Kanavino Ahmad Rizqo - detikNews
Selasa, 02 Mei 2017 23:02 WIB
Foto: Andhika Akbarayansyah
Jakarta - Dua orang karyawan Koran Sindo dibegal oleh 2 orang tak dikenal di kawasan Jl HR Rasuna Said, Kuningan, Jakarta Selatan. Tas kulit yang berisi handphone dan buku tabungan pun dibawa oleh pelaku.

Peristiwa bermula sekitar pukul 01.15 WIB, Selasa (2/5/2017), saat dua karyawan bernama Sunu Hastoro dan Adi Syahnur pulang dari kantornya berboncengan naik motor. Awalnya mereka berbarengan bersama dua teman lainnya namun berpisah di Jalan Diponegoro sebab beda tujuan.

Saat memasuki jembatan 66 Kuningan, terlihat dua orang berboncengan yang semula tidak dicurigai. Namun selepas turunan menuju jalan ke kantor KPK, dua orang tersebut membuntuti.
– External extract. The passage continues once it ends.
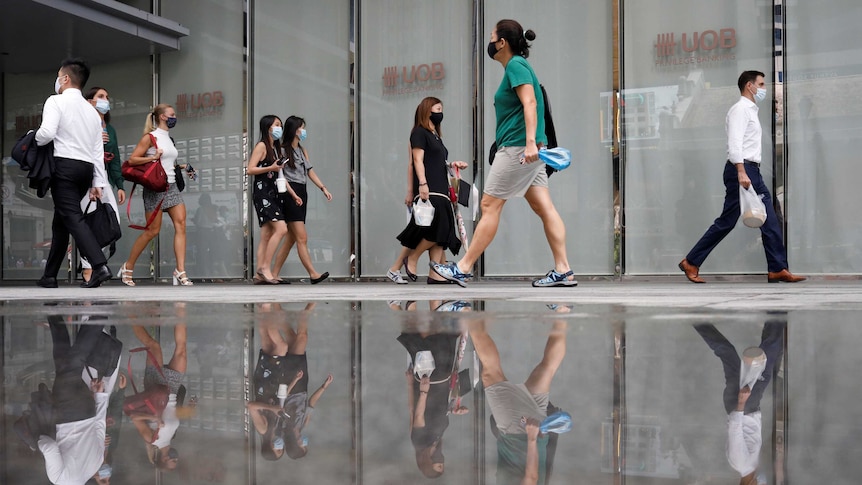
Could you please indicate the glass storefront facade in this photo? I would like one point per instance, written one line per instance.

"Terus sekitar lima puluh meter dari jembatan itu, kok ada bayangan motor gelap mendekati, perasaan enggak enak, terus enggak seperti motor lainnya berisik itu enggak, terus setelah itu dia mepet sama motor kita," tutur Sunu.

Saat mendekat, pelaku kemudian menarik tas kulit milik Adi. Motor yang dipakai Sunu pun kehilangan keseimbangan yang akhirnya menyebabkan motor jatuh.

"Terus kehilangan keseimbangan, kita kebanting-banting, jatuh, sampai berguling-guling," terang Sunu.

Motor kemudian jatuh, Sunu dan Adi terluka di beberapa bagian tubuhnya. Kedua pelaku pembegalan itu pun kabur dengan membawa tas yang berisi handphone dan buku tabungan.

"Muka, telapak tangan kanan-kiri, dengkul, yang paling telapak tangan, kalau Adi dengkul sebelah kanan dari bawah ke atas, sama pinggang," kata Sunu.

Akhirnya kedua orang tersebut mencari bantuan ke pom bensin terdekat. Petugas setempat juga sempat bercerita bahwa ada beberapa kali orang yang mengaku dibegal dan minta bantuan ke pom bensin tersebut.

Setelah itu, Sunu dan Adi pergi ke Puskesmas Cikini untuk mendapat perawatan.

"Akhirnya berobat ke Puskemas Cikini, setengah 4 balik lagi ke rumah masing-masing," imbuh Sunu.

Sementara itu, dikonfirmasi terpisah, Plt Kapolsek Setiabudi, Kompol Fachri Siregar saat mendengar informasi tersebut akan melakukan pendalaman untuk menangkap pelaku begal. Dia pun memerintahkan anggotanya untuk melakukan penyelidikan terkait hal tersebut.

"Makanya saya tadi panggil anggota saya, coba dilidik dulu, ujar Fachri.

Selain itu, Fachri juga tetap akan melakukan proses pengamanan di seluruh wilayah Setiabudi. Hal ini untuk mencegah peristiwa serupa berulang kembali.

"Saya langsung telpon anggota saya pokoknya tindakan preventif dilaksanakan, patroli tetap. Dikhawatirkan kejadian itu berulang, makanya perlu diantisipasi," imbuhnya.